6        EV a saisi la juridiction de renvoi, la Judecătoria Orăştie (tribunal de première instance d’Orăştie, Roumanie), à titre principal, d’une demande d’annulation du procès-verbal établi à son égard en faisant valoir qu’il lui était demandé de prouver un fait négatif, tandis que l’autorité de contrôle n’avait fourni aucune preuve objective et, à titre subsidiaire, d’une demande visant le remplacement de la sanction de la suspension de son permis de conduire pendant 90 jours par l’avertissement.

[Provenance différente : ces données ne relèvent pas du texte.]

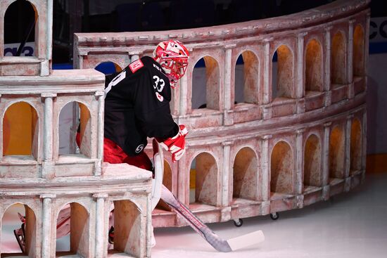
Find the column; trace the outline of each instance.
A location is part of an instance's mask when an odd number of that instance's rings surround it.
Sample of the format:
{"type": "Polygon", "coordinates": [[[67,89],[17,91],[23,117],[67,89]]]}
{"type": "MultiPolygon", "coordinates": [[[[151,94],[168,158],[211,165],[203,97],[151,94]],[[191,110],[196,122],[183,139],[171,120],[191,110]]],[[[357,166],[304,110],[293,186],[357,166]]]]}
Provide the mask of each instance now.
{"type": "Polygon", "coordinates": [[[322,144],[322,185],[329,183],[329,134],[332,122],[324,124],[324,141],[322,144]]]}
{"type": "Polygon", "coordinates": [[[44,162],[42,169],[43,178],[51,177],[53,173],[53,98],[56,93],[42,93],[44,99],[44,120],[43,122],[44,162]]]}
{"type": "Polygon", "coordinates": [[[51,243],[53,240],[51,228],[56,228],[56,221],[53,221],[52,217],[52,198],[56,197],[54,194],[41,195],[43,199],[43,212],[42,217],[42,258],[51,258],[51,243]],[[55,225],[53,225],[53,223],[55,225]]]}
{"type": "Polygon", "coordinates": [[[224,125],[231,125],[234,124],[232,115],[230,116],[230,110],[231,108],[231,103],[233,102],[231,99],[232,95],[231,93],[231,60],[232,60],[232,49],[235,47],[236,45],[227,45],[225,46],[226,49],[226,56],[224,58],[224,125]]]}
{"type": "Polygon", "coordinates": [[[270,199],[270,169],[269,167],[269,141],[272,135],[262,138],[262,198],[264,201],[270,199]]]}
{"type": "MultiPolygon", "coordinates": [[[[94,193],[93,198],[96,199],[96,258],[102,258],[106,256],[105,250],[107,241],[105,241],[108,236],[105,228],[105,200],[108,197],[107,193],[94,193]]],[[[109,228],[107,228],[109,230],[109,228]]]]}
{"type": "Polygon", "coordinates": [[[180,87],[179,91],[180,91],[180,115],[186,115],[188,111],[188,103],[191,103],[191,100],[188,99],[188,80],[186,76],[183,76],[180,79],[180,87]]]}
{"type": "Polygon", "coordinates": [[[101,176],[101,164],[103,161],[103,114],[104,92],[97,91],[95,96],[98,100],[98,132],[97,132],[97,161],[95,176],[101,176]]]}
{"type": "Polygon", "coordinates": [[[297,37],[297,82],[296,83],[296,98],[304,96],[304,38],[307,32],[301,32],[297,37]]]}
{"type": "Polygon", "coordinates": [[[140,54],[139,53],[136,53],[132,54],[132,57],[130,58],[130,63],[133,63],[135,60],[139,59],[139,58],[140,58],[139,54],[140,54]]]}
{"type": "Polygon", "coordinates": [[[273,38],[265,39],[264,40],[264,58],[263,58],[263,104],[268,104],[270,103],[270,86],[272,84],[270,77],[270,62],[272,58],[270,56],[270,42],[273,38]]]}
{"type": "Polygon", "coordinates": [[[350,20],[348,22],[348,56],[347,56],[347,82],[348,85],[348,98],[353,98],[355,96],[355,89],[353,84],[353,23],[355,20],[350,20]]]}
{"type": "Polygon", "coordinates": [[[345,124],[345,160],[344,162],[344,178],[347,178],[350,175],[350,133],[352,127],[352,120],[353,115],[350,115],[347,117],[347,122],[345,124]]]}
{"type": "Polygon", "coordinates": [[[322,143],[322,196],[324,200],[329,199],[329,136],[332,122],[324,124],[324,140],[322,143]]]}
{"type": "Polygon", "coordinates": [[[324,44],[324,91],[326,91],[325,97],[325,106],[329,106],[331,103],[331,30],[332,26],[325,27],[325,43],[324,44]]]}
{"type": "MultiPolygon", "coordinates": [[[[363,75],[367,75],[368,74],[368,58],[369,58],[369,37],[368,37],[368,35],[369,35],[369,21],[371,20],[371,17],[370,17],[371,14],[370,13],[368,13],[367,14],[367,21],[365,22],[365,25],[364,26],[364,72],[363,73],[363,75]]],[[[366,79],[366,84],[365,84],[365,89],[364,90],[367,91],[367,77],[365,76],[365,79],[366,79]]]]}
{"type": "Polygon", "coordinates": [[[367,110],[364,110],[363,118],[362,121],[362,173],[363,176],[365,174],[367,157],[367,110]]]}
{"type": "Polygon", "coordinates": [[[303,133],[305,129],[297,130],[296,136],[296,194],[303,193],[303,174],[304,170],[303,133]]]}
{"type": "Polygon", "coordinates": [[[42,93],[44,98],[44,161],[52,160],[53,148],[53,98],[56,93],[42,93]]]}
{"type": "Polygon", "coordinates": [[[347,56],[347,82],[351,84],[353,82],[353,23],[355,20],[348,21],[348,41],[347,56]]]}
{"type": "Polygon", "coordinates": [[[232,176],[230,168],[230,153],[232,141],[222,143],[223,146],[223,172],[222,173],[222,206],[229,206],[229,178],[232,176]]]}
{"type": "MultiPolygon", "coordinates": [[[[1,49],[0,49],[0,51],[1,51],[1,49]]],[[[1,102],[1,94],[0,94],[0,103],[1,102]]],[[[1,124],[3,124],[3,122],[4,120],[1,121],[1,124]]],[[[2,127],[4,127],[4,125],[2,125],[2,127]]],[[[4,143],[3,143],[3,134],[1,134],[1,140],[0,140],[0,157],[2,159],[3,158],[3,154],[4,154],[4,150],[3,150],[3,146],[4,146],[4,143]]],[[[1,219],[0,219],[1,221],[1,219]]],[[[1,222],[0,221],[0,224],[1,222]]],[[[1,234],[0,234],[1,235],[1,234]]],[[[1,254],[1,252],[0,252],[0,254],[1,254]]]]}

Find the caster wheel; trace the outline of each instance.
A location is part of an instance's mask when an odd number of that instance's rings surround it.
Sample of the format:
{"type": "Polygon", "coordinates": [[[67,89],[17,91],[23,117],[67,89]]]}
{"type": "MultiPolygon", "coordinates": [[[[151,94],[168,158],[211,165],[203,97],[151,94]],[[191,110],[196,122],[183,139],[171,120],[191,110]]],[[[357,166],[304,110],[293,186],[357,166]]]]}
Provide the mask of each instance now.
{"type": "Polygon", "coordinates": [[[279,217],[279,214],[278,214],[278,212],[270,213],[270,218],[272,220],[277,220],[279,217]]]}
{"type": "Polygon", "coordinates": [[[240,227],[243,224],[243,221],[242,220],[242,219],[234,219],[234,224],[235,225],[235,226],[240,227]]]}

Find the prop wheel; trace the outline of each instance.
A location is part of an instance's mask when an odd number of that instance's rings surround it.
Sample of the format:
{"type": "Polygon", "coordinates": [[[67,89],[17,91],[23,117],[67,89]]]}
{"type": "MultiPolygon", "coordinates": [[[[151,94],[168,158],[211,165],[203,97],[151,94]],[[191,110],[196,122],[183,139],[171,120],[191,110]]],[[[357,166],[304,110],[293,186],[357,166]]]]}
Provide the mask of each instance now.
{"type": "Polygon", "coordinates": [[[235,225],[235,226],[237,227],[242,226],[242,225],[243,224],[243,221],[242,220],[242,219],[234,219],[234,224],[235,225]]]}
{"type": "Polygon", "coordinates": [[[278,218],[279,218],[279,214],[278,214],[278,212],[270,213],[270,218],[272,220],[277,220],[278,218]]]}

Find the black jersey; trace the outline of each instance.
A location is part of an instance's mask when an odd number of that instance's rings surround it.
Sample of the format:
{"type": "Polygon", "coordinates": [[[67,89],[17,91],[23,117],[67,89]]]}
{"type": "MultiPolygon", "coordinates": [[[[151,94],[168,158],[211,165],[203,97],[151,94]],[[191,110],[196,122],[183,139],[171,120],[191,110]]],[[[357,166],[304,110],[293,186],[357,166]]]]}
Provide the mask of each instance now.
{"type": "Polygon", "coordinates": [[[106,77],[104,136],[129,156],[141,152],[146,137],[167,138],[179,132],[170,110],[168,78],[153,58],[144,56],[106,77]]]}

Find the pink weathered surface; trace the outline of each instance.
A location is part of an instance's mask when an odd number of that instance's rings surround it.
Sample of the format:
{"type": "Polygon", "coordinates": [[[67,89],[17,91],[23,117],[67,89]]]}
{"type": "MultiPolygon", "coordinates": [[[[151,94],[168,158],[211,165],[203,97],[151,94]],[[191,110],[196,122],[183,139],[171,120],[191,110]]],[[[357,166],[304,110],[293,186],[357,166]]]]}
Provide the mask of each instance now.
{"type": "MultiPolygon", "coordinates": [[[[12,1],[0,1],[0,21],[12,1]]],[[[186,152],[177,163],[165,155],[165,183],[203,221],[302,208],[362,181],[369,0],[339,0],[291,15],[189,30],[77,34],[75,66],[82,70],[61,71],[50,69],[52,1],[30,2],[39,19],[37,56],[0,56],[1,117],[20,101],[37,116],[31,155],[4,155],[0,142],[0,216],[14,203],[26,205],[28,257],[58,255],[56,218],[69,203],[77,219],[71,254],[151,256],[151,174],[101,162],[104,77],[92,68],[105,61],[122,68],[151,56],[162,40],[179,40],[191,53],[171,104],[177,122],[190,131],[186,152]],[[235,103],[239,55],[244,99],[235,103]],[[196,109],[193,72],[201,58],[206,108],[196,109]],[[72,102],[86,114],[80,117],[82,146],[80,154],[63,155],[58,121],[72,102]],[[191,169],[196,174],[190,176],[191,169]],[[112,203],[120,237],[108,251],[112,203]]],[[[0,37],[0,55],[3,48],[0,37]]],[[[162,205],[153,224],[186,225],[162,205]]]]}
{"type": "MultiPolygon", "coordinates": [[[[300,208],[349,191],[364,176],[369,4],[336,1],[291,15],[189,30],[79,33],[75,65],[111,61],[124,67],[151,56],[160,41],[182,41],[189,65],[171,110],[190,132],[177,165],[165,155],[172,193],[208,222],[300,208]],[[244,100],[235,103],[239,55],[244,100]],[[193,73],[201,58],[206,108],[195,109],[193,73]],[[361,127],[356,136],[353,123],[361,127]],[[357,169],[353,159],[361,160],[357,169]]],[[[160,209],[155,226],[185,225],[160,209]]]]}

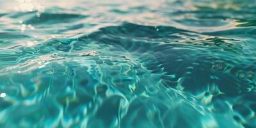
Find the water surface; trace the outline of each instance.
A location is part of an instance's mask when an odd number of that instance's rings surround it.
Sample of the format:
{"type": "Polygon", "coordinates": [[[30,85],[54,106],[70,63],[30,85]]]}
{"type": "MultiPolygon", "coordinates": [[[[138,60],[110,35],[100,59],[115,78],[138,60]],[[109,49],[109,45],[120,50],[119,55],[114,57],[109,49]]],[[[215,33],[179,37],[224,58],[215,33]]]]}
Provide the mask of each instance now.
{"type": "Polygon", "coordinates": [[[0,0],[1,127],[255,127],[256,1],[0,0]]]}

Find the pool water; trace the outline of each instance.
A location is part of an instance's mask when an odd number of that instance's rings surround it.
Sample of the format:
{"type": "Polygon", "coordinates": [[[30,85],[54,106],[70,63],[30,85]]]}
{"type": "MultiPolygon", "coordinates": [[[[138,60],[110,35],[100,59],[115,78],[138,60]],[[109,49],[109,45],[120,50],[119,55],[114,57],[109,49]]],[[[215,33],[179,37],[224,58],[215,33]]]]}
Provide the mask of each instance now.
{"type": "Polygon", "coordinates": [[[255,0],[0,8],[0,127],[256,127],[255,0]]]}

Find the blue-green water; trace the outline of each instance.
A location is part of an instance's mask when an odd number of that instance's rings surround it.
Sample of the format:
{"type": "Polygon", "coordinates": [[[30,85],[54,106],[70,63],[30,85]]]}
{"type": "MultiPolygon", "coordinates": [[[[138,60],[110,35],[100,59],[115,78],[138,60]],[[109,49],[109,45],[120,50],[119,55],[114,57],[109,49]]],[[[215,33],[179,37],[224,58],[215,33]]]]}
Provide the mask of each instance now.
{"type": "Polygon", "coordinates": [[[256,127],[255,0],[0,8],[0,127],[256,127]]]}

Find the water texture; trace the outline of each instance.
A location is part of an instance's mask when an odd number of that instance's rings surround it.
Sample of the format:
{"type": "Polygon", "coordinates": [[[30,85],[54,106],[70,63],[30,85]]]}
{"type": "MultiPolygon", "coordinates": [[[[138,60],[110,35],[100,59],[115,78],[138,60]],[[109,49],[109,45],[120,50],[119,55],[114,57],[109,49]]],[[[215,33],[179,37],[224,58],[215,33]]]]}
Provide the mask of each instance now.
{"type": "Polygon", "coordinates": [[[0,0],[0,127],[256,127],[256,1],[0,0]]]}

7        Il ressort de la décision de renvoi que, selon EV, la réglementation nationale applicable en l’occurrence prévoit des exigences différentes pour l’autorité de contrôle et pour le conducteur en matière de preuve à apporter dans les affaires concernant les infractions en matière de circulation routière. Plus précisément, d’une part, l’agent de police serait tenu d’effectuer une constatation purement subjective, empirique, de l’infraction commise. D’autre part, le conducteur serait tenu d’apporter une preuve objective qu’il n’a pas commis l’infraction en cause.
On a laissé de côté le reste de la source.